Yollara yapılan yatırımlar meyvelerini vermeye başlıyor artık. Bölünmüş yollarda seyahat daha güvenli ve daha rahat hale geldi.

Bundan 15 yıl öncesine kadar birçok şehirlerarası yolda ulaşım tek şeritten sağlanırdı. Şimdi ise duble ve bölünmüş yollar var. Yolların iyileştirilmesi, kaza oranının azalmasında en büyük etken oldu. Biraz da sürücülerimiz kurallara riayet edip dikkatli davransa, kaza oranı daha alt seviyelere düşecek. 

Şehirde Kurban Bayramı'na ilişkin olumlu /  olumsuz gözle bakılabilecek pek çok manzara oluştu. 

Olumlu tarafını önce yazalım;

Konya Büyükşehir Belediyesi, Selçuklu, Karatay ve Meram Belediyeleri kendi içlerinde çok iyi organize olmuşlar. 

Belediye çalışanlarının bayram arifesinde başlayan yoğun mesaisi bayram boyunca devam etti. Olası bir aksaklığın önüne geçebilmek için ekipler sağlam bir çalışma yürüttü. Güzel iş çıkardılar, takdir etmek gerekir...

Kurbanlık satış ve kesim yerleri önceden belirlenmişti. Kesim yerlerinin dışında kurban kesimi yapılmasına izin verilmedi. Kural koyuldu ortaya en azından...

Bu iş biraz da toplumun genel ahlakına ve kurallara riayet etme alışkanlıklarına bağlı.

Kaçak göçek şehir merkezinde kurban satışı yapanlar da oldu, kurbanını kesenler de...

Ortasında oyun alanları ve spor yapmak için ayrılmış bölümler olan bir park yerinde kurbanını kesen vatandaş, herkesin dikkatini çekti. Geçerken yan gözle bakıldı. Ancak basketbol potasına astığı kurbanlığının derisini çevresindeki aykırı gözlerden umarsızca yüzmeye devam eden şahsın bu tavrı, kimseye aldırış etmediğini ayan beyan ortaya koydu. 

Kimse de bu şahısla ilgili bir şikayette bulunmamış anlaşılan. Ya da şikayet olduysa da akıbetinin ne olduğunu merak ediyorum açıkçası. 

Meselenin özünde ahlak yatıyor. Kurallar ne diye konur? Toplumun genelini ilgilendiren konularda belli bir düzen oluşsun, toplumsal fayda gözetilsin ve buna uyulsun diye...

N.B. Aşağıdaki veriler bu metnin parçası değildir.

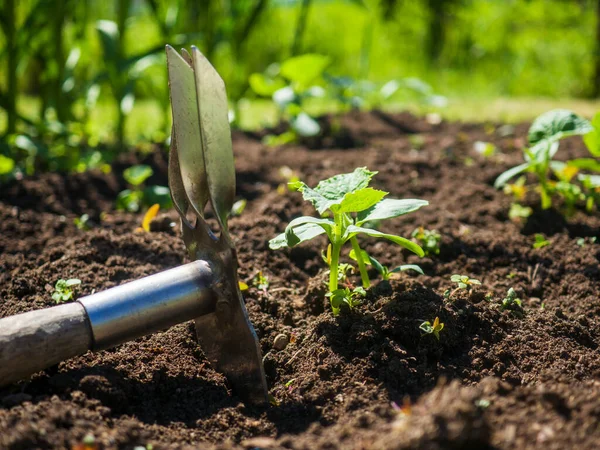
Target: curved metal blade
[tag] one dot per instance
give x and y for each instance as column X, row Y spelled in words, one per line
column 182, row 87
column 216, row 138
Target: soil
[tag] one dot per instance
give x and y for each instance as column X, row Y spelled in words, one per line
column 367, row 379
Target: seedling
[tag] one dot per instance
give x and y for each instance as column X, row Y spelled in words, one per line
column 544, row 136
column 463, row 282
column 435, row 328
column 149, row 217
column 386, row 273
column 512, row 303
column 519, row 212
column 136, row 196
column 290, row 85
column 540, row 241
column 82, row 222
column 64, row 290
column 351, row 202
column 238, row 207
column 429, row 240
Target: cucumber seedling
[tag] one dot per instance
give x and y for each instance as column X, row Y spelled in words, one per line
column 349, row 200
column 544, row 136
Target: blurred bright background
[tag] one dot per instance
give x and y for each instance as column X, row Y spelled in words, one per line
column 86, row 74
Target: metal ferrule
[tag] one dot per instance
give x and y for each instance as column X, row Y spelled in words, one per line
column 150, row 304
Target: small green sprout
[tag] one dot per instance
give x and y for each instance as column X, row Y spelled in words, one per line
column 519, row 212
column 581, row 241
column 238, row 207
column 463, row 283
column 511, row 302
column 82, row 222
column 435, row 328
column 351, row 297
column 386, row 273
column 429, row 240
column 540, row 241
column 544, row 136
column 261, row 282
column 352, row 203
column 136, row 196
column 64, row 290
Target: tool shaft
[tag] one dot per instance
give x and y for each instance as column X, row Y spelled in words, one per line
column 36, row 340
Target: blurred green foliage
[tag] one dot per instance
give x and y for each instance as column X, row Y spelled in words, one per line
column 79, row 74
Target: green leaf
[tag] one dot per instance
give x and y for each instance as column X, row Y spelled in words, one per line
column 136, row 175
column 353, row 230
column 585, row 164
column 305, row 125
column 109, row 37
column 504, row 177
column 365, row 255
column 304, row 69
column 158, row 194
column 389, row 208
column 592, row 139
column 263, row 85
column 557, row 124
column 360, row 200
column 7, row 165
column 592, row 180
column 404, row 267
column 336, row 187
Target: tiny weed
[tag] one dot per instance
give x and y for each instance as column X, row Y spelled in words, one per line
column 540, row 241
column 429, row 240
column 435, row 328
column 64, row 290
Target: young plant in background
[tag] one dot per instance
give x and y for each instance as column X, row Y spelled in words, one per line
column 290, row 85
column 351, row 202
column 544, row 136
column 432, row 328
column 463, row 282
column 134, row 198
column 64, row 290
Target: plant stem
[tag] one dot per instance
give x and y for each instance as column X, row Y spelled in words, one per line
column 364, row 276
column 333, row 266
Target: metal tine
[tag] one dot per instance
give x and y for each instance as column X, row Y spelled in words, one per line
column 187, row 133
column 216, row 139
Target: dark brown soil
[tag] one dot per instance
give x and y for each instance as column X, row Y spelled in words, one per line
column 494, row 379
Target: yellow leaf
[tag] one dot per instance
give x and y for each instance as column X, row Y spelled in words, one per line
column 149, row 216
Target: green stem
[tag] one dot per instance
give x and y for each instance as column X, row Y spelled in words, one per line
column 333, row 266
column 364, row 276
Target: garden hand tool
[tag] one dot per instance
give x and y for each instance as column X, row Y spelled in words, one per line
column 201, row 172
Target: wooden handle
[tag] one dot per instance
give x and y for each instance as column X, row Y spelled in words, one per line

Özellikle bayramın ilk günü şehri esaslıca gezme fırsatım oldu. Öğleden sonra akşama kadar şehir merkezinde bütün bölgeleri gezdim. Gittiğim hemen her yerde çöp kovalarının (içine değil kenarlarına), bir bahçe duvarının üzerine hatta yol ortasına gelişigüzel atılmış hayvansal atıklar gördüm. 

Sinekler oğul vermiş, etrafa yayılan koku da insanın beynine hükmediyor. Çin işkencesi gibi bir şey. Anlatmaya kelimeler yetmez. 

Ayıptır yahu! Bunu yapanların insanlığından bile endişe eder, şüphe ile bakarım ben arkadaş...

İnanır mısınız hasta oldum. Tiksindiğimden hasta olduğumu düşünüyorum. Yazık belediyenin temizlik işçilerini de gördüm. Kendilerini muhafaza edip bu pislikleri temizlemeye çalışıyorlardı. O yüzden belediyelere bir eleştiri yöneltemiyorum. 

Dediğim gibi bu iş kişisel ahlakla, dahası edeple alakalı bir iş. İnsanda biraz utanma olur...

Birlik, beraberlik, paylaşma, kardeşlik ve rahmet günleri olan bayram günlerini bu şekilde kirletenleri affetmiyorum.